Less Technical AI Subreddit Recap

/r/Singularity, /r/Oobabooga, /r/MachineLearning, /r/OpenAI, /r/ClaudeAI, /r/StableDiffusion, /r/ChatGPT, /r/ChatGPTCoding, /r/aivideo, /r/aivideo

1. Claude Opus 4.7 Launch and Benchmarks

Claude Opus 4.7 benchmarks (Activity: 1058): The image presents a benchmark comparison of several AI models, including Claude Opus 4.7, Opus 4.6, GPT-5.4, Gemini 3.1 Pro, and Mythos Preview. The benchmarks cover tasks such as agentic coding, multidisciplinary reasoning, and agentic search. Opus 4.7 shows improvements over its predecessor, Opus 4.6, in most categories, indicating advancements in performance. However, Mythos Preview generally outperforms other models, particularly in visual reasoning and multilingual Q&A. The blog post linked in the comments suggests that Opus 4.7 was intentionally designed with reduced cyber capabilities, which may have impacted its agentic search performance. Commenters note the significant improvement in the swebench pro score for Opus 4.7, which is seen as a positive development before the release of version 5. There is also speculation that the intentional reduction in cyber capabilities for Opus 4.7 might have negatively affected its agentic search performance.
- The benchmark results for Claude Opus 4.7 show an 11% improvement on the swebench pro, indicating a significant performance boost before the anticipated release of version 5. However, there are concerns about the model’s performance on the cybergym score, which appears to have been intentionally kept lower. This decision might have also impacted the agentic search score, as the developers focused on testing new cyber safeguards on less capable models first, as noted in Anthropic’s blog post.
- Claude Opus 4.7 demonstrates notable improvements in advanced software engineering tasks, particularly excelling in complex and long-running tasks. Users have reported that the model can handle difficult coding work with minimal supervision, showing rigor and consistency in its operations. It also pays precise attention to instructions and has mechanisms to verify its outputs before reporting, which enhances its reliability for challenging tasks.

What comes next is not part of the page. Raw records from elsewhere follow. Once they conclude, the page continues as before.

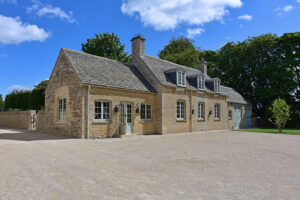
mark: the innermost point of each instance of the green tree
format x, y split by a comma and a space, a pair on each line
181, 51
26, 99
1, 103
106, 45
280, 113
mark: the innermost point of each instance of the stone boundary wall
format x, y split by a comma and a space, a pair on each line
18, 119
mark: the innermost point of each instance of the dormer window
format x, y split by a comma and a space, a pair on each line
217, 85
201, 83
181, 78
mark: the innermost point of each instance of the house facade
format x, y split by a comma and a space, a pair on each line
93, 97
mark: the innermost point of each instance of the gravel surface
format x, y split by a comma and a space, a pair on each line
217, 165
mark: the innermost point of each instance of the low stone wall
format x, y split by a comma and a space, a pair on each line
18, 119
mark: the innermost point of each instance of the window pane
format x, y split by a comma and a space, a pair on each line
149, 112
143, 111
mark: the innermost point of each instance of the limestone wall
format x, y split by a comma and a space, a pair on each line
17, 119
63, 83
115, 97
170, 124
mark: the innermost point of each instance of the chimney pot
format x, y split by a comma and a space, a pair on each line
203, 67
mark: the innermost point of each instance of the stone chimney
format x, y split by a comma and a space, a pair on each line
138, 46
203, 67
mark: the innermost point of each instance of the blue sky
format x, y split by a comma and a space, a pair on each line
32, 32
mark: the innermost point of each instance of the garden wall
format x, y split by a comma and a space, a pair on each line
18, 119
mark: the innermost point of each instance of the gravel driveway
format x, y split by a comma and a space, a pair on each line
216, 165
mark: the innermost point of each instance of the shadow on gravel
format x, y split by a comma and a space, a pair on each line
22, 135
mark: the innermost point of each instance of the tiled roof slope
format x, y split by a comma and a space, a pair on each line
233, 95
95, 70
159, 67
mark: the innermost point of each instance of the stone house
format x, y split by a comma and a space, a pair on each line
89, 97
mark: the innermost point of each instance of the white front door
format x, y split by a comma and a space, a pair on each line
247, 118
126, 118
237, 117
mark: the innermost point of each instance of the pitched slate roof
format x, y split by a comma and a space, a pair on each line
160, 68
233, 95
96, 70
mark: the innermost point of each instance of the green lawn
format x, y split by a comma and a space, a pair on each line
274, 131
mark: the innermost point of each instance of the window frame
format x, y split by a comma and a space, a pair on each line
199, 111
62, 110
230, 114
217, 111
181, 78
146, 112
102, 114
217, 85
181, 110
201, 82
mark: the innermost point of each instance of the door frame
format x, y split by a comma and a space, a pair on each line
125, 127
237, 107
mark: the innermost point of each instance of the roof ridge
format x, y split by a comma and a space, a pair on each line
172, 62
87, 54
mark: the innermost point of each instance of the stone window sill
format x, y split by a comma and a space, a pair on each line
146, 120
101, 121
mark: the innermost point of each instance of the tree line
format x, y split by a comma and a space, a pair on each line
25, 99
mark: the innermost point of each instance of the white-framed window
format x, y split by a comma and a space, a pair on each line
201, 111
201, 83
181, 78
101, 111
180, 110
217, 111
62, 108
217, 85
146, 112
230, 114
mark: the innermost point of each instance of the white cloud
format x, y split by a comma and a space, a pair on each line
245, 17
287, 8
3, 55
50, 11
9, 1
193, 32
168, 14
14, 31
19, 87
281, 10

Opus 4.7 seems to rolled out to Claude Web (Activity: 446): The image suggests that the Claude Web interface has been updated to include “Opus 4.7,” indicating a potential rollout of a new version of the model. The presence of the text “claude-opus-4-7” in the interface suggests that users can now interact with this updated model version. This aligns with the user’s ability to replicate a specific behavior or feature consistently, as mentioned in the post. The comments hint at the possibility of A/B testing, which is a common practice in software development to compare different versions or features with users. One comment suggests that the rollout might be part of an A/B testing strategy, which is a method used to test changes to a product by comparing two versions. Another comment mentions concerns about usage limits, indicating that users are mindful of resource constraints when testing new features.
- The rollout of Opus 4.7 to Claude Web appears to be inconsistent, with some users reporting they still see version 4.6. This suggests that the deployment might be in an A/B testing phase, where different users are exposed to different versions to test performance and gather feedback. This is a common practice in software development to ensure stability and gather user data before a full rollout.

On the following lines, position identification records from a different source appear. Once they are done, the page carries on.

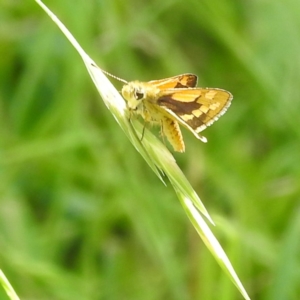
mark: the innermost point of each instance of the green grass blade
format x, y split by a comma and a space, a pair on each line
156, 155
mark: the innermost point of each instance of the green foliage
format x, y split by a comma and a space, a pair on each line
83, 217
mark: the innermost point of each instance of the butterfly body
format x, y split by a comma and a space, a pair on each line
176, 100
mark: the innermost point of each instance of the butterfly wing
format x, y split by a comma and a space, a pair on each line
195, 108
180, 81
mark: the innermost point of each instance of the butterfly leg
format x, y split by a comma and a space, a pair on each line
170, 129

- One user from Germany noted that while the interface indicates Opus 4.7, the underlying Claude code still reports version 4.6. This discrepancy highlights potential issues in version labeling or deployment synchronization, which can lead to confusion among users and complicate troubleshooting efforts.
- The mention of usage limits by a user suggests that checking the version might consume part of their allocated resources, indicating that the platform may have constraints on usage that could affect how users interact with new updates. This could be a consideration for developers when planning feature rollouts and user notifications.

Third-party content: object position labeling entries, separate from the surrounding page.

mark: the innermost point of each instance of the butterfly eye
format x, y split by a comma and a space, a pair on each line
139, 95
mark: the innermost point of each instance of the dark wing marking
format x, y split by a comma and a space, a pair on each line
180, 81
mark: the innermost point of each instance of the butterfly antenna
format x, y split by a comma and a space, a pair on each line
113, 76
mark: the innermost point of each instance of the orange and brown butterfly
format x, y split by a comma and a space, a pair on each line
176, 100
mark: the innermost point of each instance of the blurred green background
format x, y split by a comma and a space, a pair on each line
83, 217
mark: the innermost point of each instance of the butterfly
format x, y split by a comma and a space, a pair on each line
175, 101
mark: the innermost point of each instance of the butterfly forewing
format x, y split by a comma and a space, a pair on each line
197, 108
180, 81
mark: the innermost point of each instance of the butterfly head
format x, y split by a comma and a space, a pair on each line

Opus 4.7 has been spotted on Google Vertex (Activity: 516): The image highlights a list of quota entries for various base models on Google Vertex, including the newly spotted “anthropic-claude-opus-4-7.” This suggests that Google Vertex is preparing to support this model, although the quota values are currently set to 0, indicating no active usage or limits yet. The presence of “opus-4-7” alongside other models like “opus-4-5” and “opus-4-6” suggests a progression in the series, potentially indicating improvements or updates in the model’s capabilities. One comment speculates that “Opus 4.7” might be a lighter version compared to a rumored “Spud” model, which is suggested to be at “Mythos level,” implying a higher performance tier. This reflects a competitive landscape where new models are frequently released, akin to firmware updates, to maintain technological edge.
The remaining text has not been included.